Lors de l'entretien, le président russe a dénoncé les tentatives occidentales de "créer un monde unipolaire".

"Nous apprécions beaucoup la position équilibrée de nos amis chinois en ce qui concerne la crise ukrainienne", a-t-il ajouté.

Vladimir Poutine a également renouvelé le soutien de Moscou à Pékin au sujet de Taïwan, où des visites de responsables américains ces dernières semaines ont suscité l'ire de la Chine. "Nous condamnons la provocation des États-Unis", a-t-il déclaré, soulignant que Moscou adhérait au principe d'"une seule Chine", qui veut que Taïwan fasse partie intégrante du territoire chinois.
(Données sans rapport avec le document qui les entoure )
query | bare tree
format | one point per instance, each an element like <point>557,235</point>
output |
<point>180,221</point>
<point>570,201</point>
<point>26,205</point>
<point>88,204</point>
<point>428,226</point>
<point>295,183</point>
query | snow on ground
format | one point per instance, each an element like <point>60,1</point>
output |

Xi Jinping a quant à lui assuré à son homologue russe que la Chine souhaitait assumer son rôle de "grande puissance" avec la Russie et "injecter de la stabilité et de l'énergie positive dans un monde parcouru par le chaos".

Des intérêts politiques convergents

La dernière rencontre des deux dirigeants date de février, lorsque Vladimir Poutine s'était rendu à la cérémonie d'ouverture des Jeux Olympiques à Pékin. Ils se sont depuis parlé au téléphone, à propos de la guerre en Ukraine notamment. Cette réunion en Ouzbékistan pour objectif de "mettre en avant la convergence des intérêts entre Pékin et Moscou", a commenté pour BFMTV Antoine Bondaz, chercheur à la Fondation pour la recherche stratégique et spécialiste de la Chine.

Cette convergence est "ancienne", poursuit-il: "elle s'explique avant tout par des conceptions identiques de la question de la sécurité nationale. Pour ces deux régimes, la sécurité politique est à prioriser, notamment en s'assurant que les régimes de gouvernance démocratiques et libéraux ne soient pas, en Chine et en Russie, considérés comme des alternatives possibles".

Pour Camille Brugier, chercheuse spécialiste de la Chine à l’Institut de recherche stratégique de l’École militaire, leur "principal problème commun" est l'"unilatéralisme américain". Les deux pays cherchent par exemple à "sortir de la toute-puissance du dollar". C'est dans ce cadre que le fournisseur de gaz russe Gazprom a annoncé début septembre que la Chine allait désormais régler ses paiements exclusivement en roubles et en yuans, au lieu du dollar.

Des enjeux propres à chaque pays

Les deux pays ont également des intérêts propres dans cette rencontre. Pour la Russie, il s'agit simplement de "montrer qu'elle n'est pas isolée" sur la scène internationale dans le contexte de la guerre en Ukraine, explique Camille Brugier à BFMTV.com. Du côté de la Chine, la chercheuse identifie trois enjeux principaux.

Il s'agit d'abord d'"afficher une solidarité envers la Russie vis-à-vis des sanctions européennes et américaines", que la Chine voit comme un outil illégitime des relations internationales. Xi Jinping veut également "montrer son intérêt envers le monde non-occidental" en effectuant son premier déplacement depuis la pandémie en Ouzbékistan et en y rencontrant son homologue russe. Il souhaite enfin "signaler à la Russie qu'elle ne souhaite pas de malentendu dans leur zone d'influence commune".

En effet, le soutien de la Chine dans le cadre de la guerre en Ukraine reste "limité", il est principalement politique mais pour l'instant peu commercial et pas militaire, souligne Camille Brugier: "c’est inquiétant pour la Chine parce que la Russie pourrait faire la même chose dans leur zone d’influence commune", au Kazakhstan par exemple.

La Chine se refuse toutefois depuis l'intervention du 24 février à employer le mot "invasion" pour décrire l'opération militaire lancée par Moscou en Ukraine. Le pouvoir chinois n'a par ailleurs jamais condamné l'invasion russe, et rejette la faute du conflit sur les États-Unis et l'Otan.